Several items are banned inside the zone, including Mace, metal knuckles, aerosol cans and certain types of plastic and wood. Tampa tried to prohibit concealed weapons, but Gov. Rick Scott refused to issue an executive order banning the weapons.
"We'd like to address concealed weapons, but the state has preempted us on this issue," Winn said. "I don't anticipate we'll have any more success then they had."
Winn and other St. Petersburg officials said there wasn't much to disclose about the proposed zone. They haven't made any additional changes to Tampa's ordinance yet because they just started reviewing it last week. He said he intends to have an ordinance ready for a St. Petersburg City Council vote by mid July.
In the meantime, Winn has been meeting with St. Petersburg and Tampa police officials, in addition to representatives from the U.S. Secret Service.
Civil liberty and free speech groups said Tuesday that they would try to meet with St. Petersburg officials to convince them not to mimic Tampa's ordinance.

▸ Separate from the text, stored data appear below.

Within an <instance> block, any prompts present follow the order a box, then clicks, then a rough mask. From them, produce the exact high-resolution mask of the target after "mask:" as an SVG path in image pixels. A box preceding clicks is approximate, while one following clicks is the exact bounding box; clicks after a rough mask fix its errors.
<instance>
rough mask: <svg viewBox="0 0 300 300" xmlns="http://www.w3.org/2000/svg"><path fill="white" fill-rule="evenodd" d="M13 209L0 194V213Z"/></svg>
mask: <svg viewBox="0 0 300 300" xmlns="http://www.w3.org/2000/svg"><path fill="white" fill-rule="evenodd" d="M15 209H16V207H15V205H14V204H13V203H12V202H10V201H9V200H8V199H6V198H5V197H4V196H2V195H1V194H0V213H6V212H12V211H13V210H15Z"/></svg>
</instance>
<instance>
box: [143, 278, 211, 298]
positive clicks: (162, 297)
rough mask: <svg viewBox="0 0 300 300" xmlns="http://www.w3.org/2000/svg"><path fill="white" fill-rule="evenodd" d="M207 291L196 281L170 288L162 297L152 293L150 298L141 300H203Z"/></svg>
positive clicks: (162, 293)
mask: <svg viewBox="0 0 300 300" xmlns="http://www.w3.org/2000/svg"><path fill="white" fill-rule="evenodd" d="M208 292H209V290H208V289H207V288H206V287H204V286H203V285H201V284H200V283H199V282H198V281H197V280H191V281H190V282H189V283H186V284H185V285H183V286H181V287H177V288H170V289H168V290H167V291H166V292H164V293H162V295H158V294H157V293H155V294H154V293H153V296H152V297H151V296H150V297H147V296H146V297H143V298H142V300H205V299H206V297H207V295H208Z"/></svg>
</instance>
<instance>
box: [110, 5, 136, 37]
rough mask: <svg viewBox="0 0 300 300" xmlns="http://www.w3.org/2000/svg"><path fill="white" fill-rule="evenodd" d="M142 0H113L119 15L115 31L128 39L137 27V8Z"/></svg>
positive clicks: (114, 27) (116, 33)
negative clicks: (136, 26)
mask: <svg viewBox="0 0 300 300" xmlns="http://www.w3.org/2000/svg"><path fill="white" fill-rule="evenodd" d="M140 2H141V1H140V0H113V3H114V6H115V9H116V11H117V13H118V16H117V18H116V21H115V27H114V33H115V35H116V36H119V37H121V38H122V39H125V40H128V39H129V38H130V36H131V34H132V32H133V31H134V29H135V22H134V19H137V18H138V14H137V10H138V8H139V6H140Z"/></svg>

"For St. Petersburg to adopt in total or in part what Tampa has done is not the best fit for a one-time event that will be in a different kind of venue," said Joyce Hamilton Henry, director of the mid-Florida regional office for the American Civil Liberties Union. "We're more than willing to talk with the city and try to figure out what would make the most sense for St. Pete."
Amos Miers, who founded Free Speech Project last year to provide greater awareness of First Amendment issues, said the Event Zone violated constitutional rights. Requiring a permit for large groups to peacefully assemble violates basic rights, Miers said, and too easily encourages the use of force against protesters.
As to where the protest zone will be, that depends on the venue that will be hosting the Aug. 26 event. So far, it's scheduled at Tropicana Field. But no contract has been signed between the tenants, the Tampa Bay Rays, and the RNC.
"We haven't confirmed there will be an event in St. Petersburg," said Mayor Bill Foster. "When that occurs, we're ready to go."
He said when the contract is signed, the city will follow the lead of the Secret Service.
"They're the ones responsible for securing the event," Foster said. "But we'll do it right."